Deutsche Postbank sale decision will not drag on
It would be unwise to set a time frame for a decision over the sale of Deutsche Postbank, but it will not drag on for much longer, Deutsche Post’s Chief Executive told a German newspaper.
‘It would be a mistake to put ourselves under time pressure by setting ourselves a time frame,’ Frank Appel told the Bonn-based General-Anzeiger newspaper in an article to appear in its Saturday edition.
‘However, the decision will not drag on and on for much longer,’ he said, adding that he sympathised with employees who wanted to know what was going to happen with Postbank, Germany’s largest retail bank.

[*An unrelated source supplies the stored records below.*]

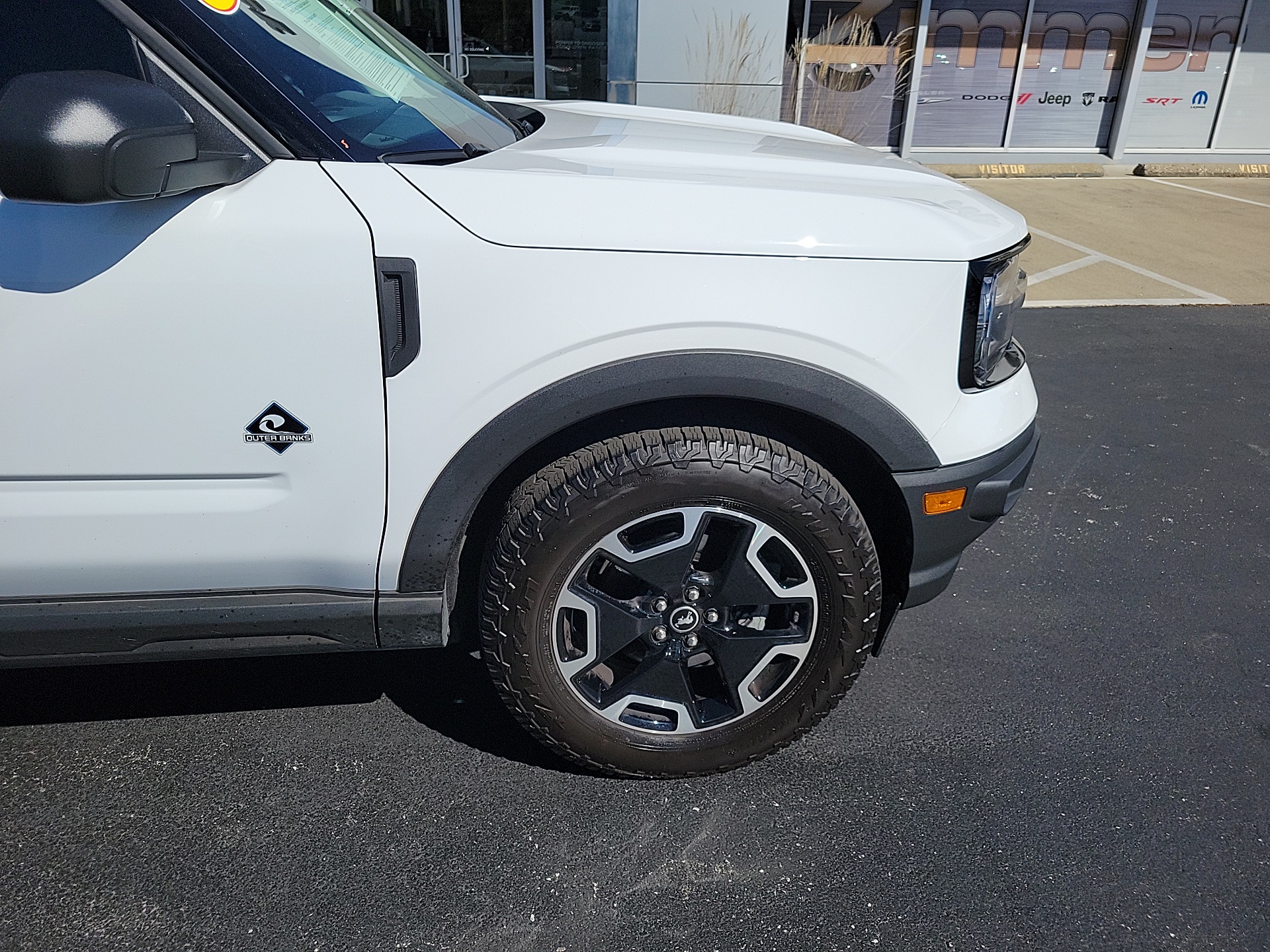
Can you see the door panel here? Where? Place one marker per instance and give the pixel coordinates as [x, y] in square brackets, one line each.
[138, 344]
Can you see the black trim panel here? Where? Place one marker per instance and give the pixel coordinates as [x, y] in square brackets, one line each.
[150, 625]
[431, 555]
[412, 621]
[994, 483]
[399, 313]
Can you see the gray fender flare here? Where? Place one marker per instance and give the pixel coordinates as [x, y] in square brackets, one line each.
[431, 559]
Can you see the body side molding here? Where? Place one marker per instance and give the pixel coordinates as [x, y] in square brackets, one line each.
[431, 559]
[38, 630]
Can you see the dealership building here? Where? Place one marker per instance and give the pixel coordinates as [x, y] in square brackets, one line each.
[1096, 81]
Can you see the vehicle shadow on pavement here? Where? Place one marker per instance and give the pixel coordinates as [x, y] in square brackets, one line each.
[444, 690]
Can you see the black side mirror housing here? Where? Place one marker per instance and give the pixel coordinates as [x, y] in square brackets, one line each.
[85, 136]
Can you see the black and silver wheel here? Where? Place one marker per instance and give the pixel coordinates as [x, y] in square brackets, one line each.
[677, 602]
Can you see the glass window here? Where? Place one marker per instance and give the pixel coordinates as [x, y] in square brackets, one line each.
[44, 36]
[1184, 73]
[1246, 120]
[426, 23]
[577, 50]
[968, 73]
[498, 46]
[374, 92]
[1072, 70]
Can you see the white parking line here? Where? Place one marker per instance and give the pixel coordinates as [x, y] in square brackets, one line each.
[1095, 257]
[1118, 301]
[1064, 270]
[1206, 192]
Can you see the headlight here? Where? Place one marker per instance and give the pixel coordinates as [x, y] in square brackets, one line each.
[995, 294]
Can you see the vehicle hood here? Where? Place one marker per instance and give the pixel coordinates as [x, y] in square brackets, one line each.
[638, 179]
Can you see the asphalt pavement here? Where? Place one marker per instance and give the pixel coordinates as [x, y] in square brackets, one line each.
[1137, 240]
[1067, 750]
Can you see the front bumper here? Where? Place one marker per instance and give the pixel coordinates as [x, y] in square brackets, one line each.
[992, 484]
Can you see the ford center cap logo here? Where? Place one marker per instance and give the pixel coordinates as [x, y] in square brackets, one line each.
[685, 619]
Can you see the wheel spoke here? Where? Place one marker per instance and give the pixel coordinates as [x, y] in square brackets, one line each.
[662, 573]
[656, 678]
[737, 655]
[694, 617]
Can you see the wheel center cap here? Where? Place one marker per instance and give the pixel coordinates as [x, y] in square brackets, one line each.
[685, 619]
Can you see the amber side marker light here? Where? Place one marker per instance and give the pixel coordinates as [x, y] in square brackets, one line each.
[947, 500]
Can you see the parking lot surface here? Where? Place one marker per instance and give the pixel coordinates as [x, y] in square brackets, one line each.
[1137, 240]
[1068, 750]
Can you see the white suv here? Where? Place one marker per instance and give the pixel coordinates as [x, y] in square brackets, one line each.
[304, 347]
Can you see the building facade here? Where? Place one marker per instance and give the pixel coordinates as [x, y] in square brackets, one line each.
[1086, 80]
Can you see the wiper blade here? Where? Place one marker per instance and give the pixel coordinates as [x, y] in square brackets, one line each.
[436, 157]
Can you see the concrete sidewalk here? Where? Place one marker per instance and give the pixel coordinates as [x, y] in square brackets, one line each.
[1142, 241]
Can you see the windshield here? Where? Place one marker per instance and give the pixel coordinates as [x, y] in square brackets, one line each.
[372, 91]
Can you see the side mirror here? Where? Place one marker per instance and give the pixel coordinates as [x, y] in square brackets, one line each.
[85, 136]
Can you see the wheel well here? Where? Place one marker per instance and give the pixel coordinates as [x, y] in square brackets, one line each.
[857, 467]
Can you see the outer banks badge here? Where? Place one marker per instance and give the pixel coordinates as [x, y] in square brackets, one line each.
[277, 429]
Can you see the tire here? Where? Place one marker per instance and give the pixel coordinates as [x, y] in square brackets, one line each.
[588, 658]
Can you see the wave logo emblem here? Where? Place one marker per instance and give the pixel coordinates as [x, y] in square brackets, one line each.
[278, 429]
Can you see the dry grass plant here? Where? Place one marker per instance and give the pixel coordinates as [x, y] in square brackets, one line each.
[730, 60]
[833, 102]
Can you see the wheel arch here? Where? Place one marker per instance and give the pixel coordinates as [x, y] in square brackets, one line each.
[857, 434]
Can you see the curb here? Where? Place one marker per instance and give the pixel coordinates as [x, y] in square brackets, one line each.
[1176, 171]
[1017, 171]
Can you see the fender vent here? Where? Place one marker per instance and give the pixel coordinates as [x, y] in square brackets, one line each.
[399, 313]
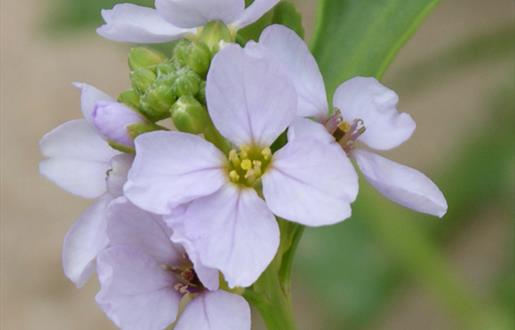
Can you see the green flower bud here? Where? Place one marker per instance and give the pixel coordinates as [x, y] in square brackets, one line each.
[142, 79]
[190, 116]
[130, 98]
[144, 58]
[214, 32]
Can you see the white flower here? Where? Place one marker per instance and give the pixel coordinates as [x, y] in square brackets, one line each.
[173, 19]
[230, 200]
[367, 114]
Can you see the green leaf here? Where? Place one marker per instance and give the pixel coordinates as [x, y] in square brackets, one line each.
[359, 37]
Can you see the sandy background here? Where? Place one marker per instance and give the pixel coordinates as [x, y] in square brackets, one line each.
[36, 95]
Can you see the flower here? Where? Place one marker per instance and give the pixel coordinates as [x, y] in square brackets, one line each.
[81, 162]
[367, 114]
[173, 19]
[251, 102]
[143, 276]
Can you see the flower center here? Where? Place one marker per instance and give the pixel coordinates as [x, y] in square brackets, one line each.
[247, 165]
[345, 133]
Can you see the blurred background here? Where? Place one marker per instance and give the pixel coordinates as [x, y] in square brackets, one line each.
[385, 268]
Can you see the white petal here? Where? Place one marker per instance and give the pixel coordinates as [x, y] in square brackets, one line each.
[304, 128]
[254, 12]
[78, 158]
[172, 168]
[129, 225]
[217, 310]
[131, 23]
[85, 239]
[311, 182]
[233, 231]
[249, 99]
[366, 99]
[89, 96]
[402, 184]
[293, 53]
[136, 293]
[195, 13]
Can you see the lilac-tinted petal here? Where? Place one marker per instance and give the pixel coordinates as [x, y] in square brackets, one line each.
[233, 231]
[85, 239]
[218, 310]
[129, 225]
[195, 13]
[136, 293]
[304, 128]
[402, 184]
[173, 168]
[311, 182]
[366, 99]
[131, 23]
[78, 158]
[249, 99]
[89, 96]
[254, 12]
[209, 277]
[293, 53]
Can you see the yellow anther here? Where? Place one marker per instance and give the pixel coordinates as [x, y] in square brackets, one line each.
[246, 164]
[266, 153]
[235, 177]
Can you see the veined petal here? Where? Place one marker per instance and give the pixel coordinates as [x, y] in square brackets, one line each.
[402, 184]
[131, 226]
[250, 99]
[233, 231]
[195, 13]
[89, 96]
[254, 12]
[366, 99]
[218, 310]
[85, 239]
[293, 53]
[131, 23]
[172, 168]
[311, 182]
[136, 293]
[78, 158]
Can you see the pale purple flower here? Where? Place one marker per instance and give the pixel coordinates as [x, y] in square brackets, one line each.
[112, 120]
[143, 277]
[173, 19]
[230, 200]
[367, 114]
[81, 162]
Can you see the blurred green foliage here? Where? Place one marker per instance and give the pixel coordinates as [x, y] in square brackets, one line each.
[355, 269]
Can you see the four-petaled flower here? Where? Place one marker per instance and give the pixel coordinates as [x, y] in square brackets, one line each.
[229, 200]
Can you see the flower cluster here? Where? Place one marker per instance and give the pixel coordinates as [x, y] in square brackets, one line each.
[184, 218]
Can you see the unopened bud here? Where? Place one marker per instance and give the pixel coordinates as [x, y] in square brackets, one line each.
[145, 58]
[112, 120]
[141, 79]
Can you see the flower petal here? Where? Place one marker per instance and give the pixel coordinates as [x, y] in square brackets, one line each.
[131, 226]
[85, 239]
[254, 12]
[402, 184]
[366, 99]
[195, 13]
[311, 182]
[136, 293]
[293, 53]
[131, 23]
[78, 158]
[89, 96]
[218, 310]
[233, 231]
[172, 168]
[249, 99]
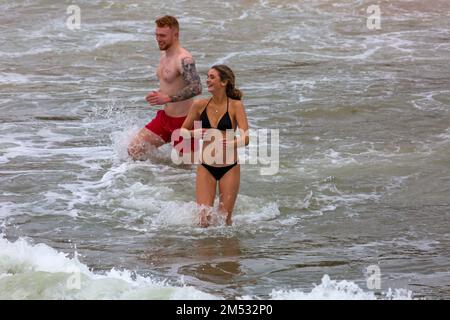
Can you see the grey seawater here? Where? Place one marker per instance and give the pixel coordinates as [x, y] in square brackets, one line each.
[363, 119]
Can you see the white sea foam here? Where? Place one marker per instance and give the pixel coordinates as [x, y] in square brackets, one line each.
[338, 290]
[29, 271]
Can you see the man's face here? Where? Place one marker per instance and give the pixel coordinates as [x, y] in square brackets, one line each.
[165, 37]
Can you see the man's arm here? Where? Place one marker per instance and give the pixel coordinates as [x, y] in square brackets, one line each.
[191, 78]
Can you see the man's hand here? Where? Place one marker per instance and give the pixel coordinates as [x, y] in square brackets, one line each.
[156, 98]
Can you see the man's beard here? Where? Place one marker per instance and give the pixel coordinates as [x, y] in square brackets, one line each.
[164, 47]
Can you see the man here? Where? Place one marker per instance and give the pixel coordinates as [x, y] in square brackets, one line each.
[178, 84]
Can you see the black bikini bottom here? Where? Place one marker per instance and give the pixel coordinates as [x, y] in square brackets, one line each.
[218, 172]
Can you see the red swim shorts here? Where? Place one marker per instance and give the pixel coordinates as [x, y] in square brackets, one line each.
[163, 126]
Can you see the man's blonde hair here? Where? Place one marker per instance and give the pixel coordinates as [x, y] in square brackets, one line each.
[167, 21]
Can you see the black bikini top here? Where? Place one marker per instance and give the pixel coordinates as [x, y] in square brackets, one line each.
[223, 124]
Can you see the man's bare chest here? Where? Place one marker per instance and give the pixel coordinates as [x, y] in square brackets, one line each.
[168, 71]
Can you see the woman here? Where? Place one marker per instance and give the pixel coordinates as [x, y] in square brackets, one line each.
[220, 116]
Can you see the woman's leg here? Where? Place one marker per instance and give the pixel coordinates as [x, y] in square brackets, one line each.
[228, 191]
[205, 193]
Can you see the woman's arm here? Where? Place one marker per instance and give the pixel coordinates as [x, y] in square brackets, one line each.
[242, 123]
[192, 116]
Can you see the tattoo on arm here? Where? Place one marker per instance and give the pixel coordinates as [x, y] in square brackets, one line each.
[191, 78]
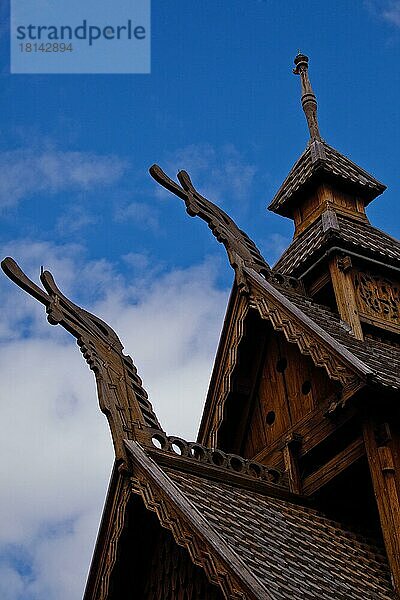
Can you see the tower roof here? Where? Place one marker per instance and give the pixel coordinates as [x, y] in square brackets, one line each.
[318, 162]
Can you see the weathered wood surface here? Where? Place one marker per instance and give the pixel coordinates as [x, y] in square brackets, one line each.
[384, 467]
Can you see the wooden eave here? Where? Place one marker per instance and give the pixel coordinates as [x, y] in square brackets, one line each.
[311, 339]
[191, 530]
[110, 529]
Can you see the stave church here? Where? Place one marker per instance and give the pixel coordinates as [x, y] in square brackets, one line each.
[292, 489]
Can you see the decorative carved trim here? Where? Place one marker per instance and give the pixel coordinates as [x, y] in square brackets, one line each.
[121, 396]
[189, 528]
[241, 250]
[223, 368]
[378, 299]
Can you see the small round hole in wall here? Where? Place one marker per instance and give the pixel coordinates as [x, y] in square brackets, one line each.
[281, 365]
[270, 418]
[176, 448]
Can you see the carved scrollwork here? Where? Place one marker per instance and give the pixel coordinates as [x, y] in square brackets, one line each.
[217, 458]
[378, 297]
[121, 395]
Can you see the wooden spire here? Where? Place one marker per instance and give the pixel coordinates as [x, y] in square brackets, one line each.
[308, 99]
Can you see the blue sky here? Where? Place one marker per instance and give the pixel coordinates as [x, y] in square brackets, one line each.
[75, 196]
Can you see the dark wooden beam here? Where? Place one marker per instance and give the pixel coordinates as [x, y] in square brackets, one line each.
[334, 467]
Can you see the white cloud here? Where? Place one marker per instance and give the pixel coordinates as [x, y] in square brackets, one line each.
[24, 173]
[55, 446]
[140, 213]
[392, 12]
[75, 219]
[273, 246]
[389, 10]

Appel said it is actually an attractive time for foreign banks to be looking at buying German banks, but the credit crisis had made financing such a deal more problematic.
Deutsche Post has been in talks for weeks with potential suitors for its majority stake in Postbank, but has not struck a deal so far. Appel repeated that Deutsche Post will not sell the stake unless the offer was good.
Sources familiar with the situation say Deutsche Bank is among interested parties along with Banco Santander and ING.
A key issue is the valuation of Postbank, whose market capitalisation has fallen to around 7.6 billion euros (USD 11.33 billion), below the sale price of above 10 billion euros that the sources said had been floated earlier this summer.
‘It’s true, lots of speculators have pulled out,’ Appel told the newspaper, referring to the drop in the Postbank share price.